This week, NATO is conducting its regular, long-planned nuclear strike exercise known as “Steadfast Noon” to practice deploying fighter jets used to carry nuclear weapons. And Russia is expected to conduct its own nuclear drills sometime this month—as it typically does—in reaction to NATO’s exercises. While these rehearsals don’t involve actual bombs, they come at a fraught moment, given Russian president Vladimir Putin’s recent suggestion that the Kremlin could deploy nuclear weapons in its war against Ukraine.
Officials from the United States and the United Kingdom have emphasized that they do not see indications that Russia is actively preparing to launch a nuclear strike. And the signals the global community has to draw on in monitoring the Russian nuclear weapons program, while not infallible, are robust. That means the world would likely know if a nuclear attack were imminent.
“We take any nuclear weapons or nuclear saber-rattling very seriously here,” White House press secretary Karine Jean-Pierre told reporters earlier this month. But, she added, “we have not seen any reason to adjust our own strategic nuclear posture, nor do we have any indication that Russia is preparing to imminently use nuclear weapons.”
Similarly, Jeremy Fleming, director of the UK’s GCHQ intelligence agency, said last week, “I would hope that we will see indicators if they started to go down that path.” He added that there would be a “good chance” of detecting Russian preparations.
“With Russia, the arsenal is old and established, much like the US’s nuclear weapons program,” says Eric Gomez, a senior fellow at the Cato Institute focused on arms control and nuclear stability. “Russia is very much enmeshed in the international and bilateral arms control treaties that provide a lot of transparency. They’re not an open book—no country is. Everyone still has certain secrets that they preserve. But if you can keep satellite or aircraft sensors trained on key spots, you can catch it if things are moving or dispersing.”
As is the case in the US and among other world nuclear powers, Russia’s intercontinental ballistic missiles and submarine-launched ballistic missiles are always deployed and in a constant state of readiness. Known as “strategic” nuclear weapons, these bombs are meant to target cities or large industrial targets—probably what you think of when you imagine a nuclear bombing. The “tactical” nuclear weapons that are of more immediate concern in a Russian strike on neighboring Ukraine are smaller and meant for more contained attacks, namely in battle zones. These bombs are also known as “battlefield” or “nonstrategic” nuclear weapons and have never been used in combat.
Russia’s nuclear bombs are stored in military facilities and would need to be transported and loaded into either aircraft or launchers for deployment.
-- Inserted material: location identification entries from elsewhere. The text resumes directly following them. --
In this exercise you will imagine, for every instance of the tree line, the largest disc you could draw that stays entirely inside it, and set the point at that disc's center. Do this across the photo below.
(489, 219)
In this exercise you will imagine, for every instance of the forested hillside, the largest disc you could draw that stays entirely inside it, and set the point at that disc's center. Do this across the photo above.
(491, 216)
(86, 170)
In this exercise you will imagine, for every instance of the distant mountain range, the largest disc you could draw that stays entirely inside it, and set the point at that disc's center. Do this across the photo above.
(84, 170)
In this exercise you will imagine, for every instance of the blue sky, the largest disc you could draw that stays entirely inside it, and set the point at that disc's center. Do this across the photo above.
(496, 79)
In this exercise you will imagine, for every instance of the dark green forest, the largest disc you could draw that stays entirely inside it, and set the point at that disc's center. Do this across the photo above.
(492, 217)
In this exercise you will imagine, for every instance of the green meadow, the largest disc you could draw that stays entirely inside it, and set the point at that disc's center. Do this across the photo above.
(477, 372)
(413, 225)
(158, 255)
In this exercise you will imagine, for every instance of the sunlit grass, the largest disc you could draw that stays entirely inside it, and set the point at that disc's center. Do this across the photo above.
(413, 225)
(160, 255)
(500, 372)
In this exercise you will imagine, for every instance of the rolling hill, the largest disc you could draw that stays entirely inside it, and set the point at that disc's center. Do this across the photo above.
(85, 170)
Pavel Podvig, who runs the research organization Russian Strategic Nuclear Forces, notes that the global community knows the location of the roughly 12 nuclear weapons storage facilities around Russia where this activity would likely originate. He adds that the US has intimate knowledge of most of the sites because it worked with Russia to improve the physical security of the repositories between 2003 and 2012 as part of an initiative called Cooperative Threat Reduction.